Residents are worried about the noise, pollution and danger the highway expansion could bring. 

Cars merge onto I-35 in downtown Austin, Texas, where proposed changes to the interstate could affect its frontage roads. Celeste Ramirez/Reporting Texas

Some community recommendations include making the I-35 frontage road into a boulevard or capping and stitching the highway in the residential areas. A cap is a large deck over a lowered section of a highway, essentially burying the highway and a stitch is a widened bridge on either side of a cross street over a lowered highway, creating more space for pedestrians to cross over the highway. 

Other communities being impacted by the Capital Express Central project include Blackland Neighborhood and Aria Grand Apartments, who have affordable housing, according to community leaders. 

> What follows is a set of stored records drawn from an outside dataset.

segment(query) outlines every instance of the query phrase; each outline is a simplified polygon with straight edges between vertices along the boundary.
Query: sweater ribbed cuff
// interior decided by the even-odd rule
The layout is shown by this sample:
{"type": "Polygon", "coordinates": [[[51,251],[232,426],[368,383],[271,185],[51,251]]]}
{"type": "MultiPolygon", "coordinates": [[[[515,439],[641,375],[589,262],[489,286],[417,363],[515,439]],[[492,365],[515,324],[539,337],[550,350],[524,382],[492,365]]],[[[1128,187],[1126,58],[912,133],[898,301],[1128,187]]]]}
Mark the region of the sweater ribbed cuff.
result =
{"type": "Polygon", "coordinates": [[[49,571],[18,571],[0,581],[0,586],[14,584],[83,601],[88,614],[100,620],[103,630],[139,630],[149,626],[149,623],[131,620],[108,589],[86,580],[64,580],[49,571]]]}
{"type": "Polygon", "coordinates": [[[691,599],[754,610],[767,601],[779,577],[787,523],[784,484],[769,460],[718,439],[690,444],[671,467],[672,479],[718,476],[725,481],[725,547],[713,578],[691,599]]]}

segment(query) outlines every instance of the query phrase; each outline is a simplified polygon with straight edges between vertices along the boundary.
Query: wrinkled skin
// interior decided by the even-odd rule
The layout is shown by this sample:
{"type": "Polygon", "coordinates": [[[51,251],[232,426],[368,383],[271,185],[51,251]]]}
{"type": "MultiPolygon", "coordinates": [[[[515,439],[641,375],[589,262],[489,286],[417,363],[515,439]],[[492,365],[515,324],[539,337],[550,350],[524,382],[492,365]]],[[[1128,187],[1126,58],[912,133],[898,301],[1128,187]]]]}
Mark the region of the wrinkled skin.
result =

“(TxDOT is) not listening to us. They’re not looking at this with a creative eye,”  Cherrywood resident Matt Rutledge said. 

The fight continues

Rethink35’s main approach to stopping expansion is “community power,” Greenfield said. 

“If we had every resident of Austin and the Central Texas region against expansion and for Rethink35, we would win,” he said. 

The group is hoping to gain support from the public and push the Austin City Council to stand against the project. 

In Houston, the advocacy group Stop TxDOT I-45 fought against the North Houston Highway Improvement Project, a highway expansion stretching from downtown to Beltway 8. This highway expansion project put more than 1,000 locations at risk for displacement, most being Black and brown residences, schools and businesses. 

Harris County sued TxDOT in 2021, claiming civil rights violations, and the Federal Highway Administration paused the I-45 highway expansion project in Houston to investigate its impact on the community. 

Barnes says there also needs to be an appeal to the federal level about the Capital Express Central project. 

“Without federal money, the project won’t get done,” he said. “(TxDOT) just wants traffic to move more freely, the problem is they don’t think it through. I think it’s incumbent on the rest of the community to make them think it through.”

TxDOT is currently in the environmental study and schematic design phase of the I-35 project. In January, after the feedback period from the community, TxDOT released Modified Alternative 3 — which proposes the possibility of caps and pairing the frontage roads on one side of the highway, creating a two-way boulevard, rather than having the frontage roads split by the highway. 

TxDOT says that Modified Alternative 3 of the Capital Express Central project is expected to reduce the footprint of the project, possibly lowering the frequency of displacement, but the community is not satisfied.  

“This is a once-in-a-generation opportunity to fix what is a horrific bi-section of the city of Austin,” Savarese said. “TxDOT and the city of Austin’s plans fall far short of doing that for the people who are impacted by the project.”

Construction on the I-35 Capital Express Central project is anticipated to begin in late 2025. Until then, some in the Austin community continue to fight.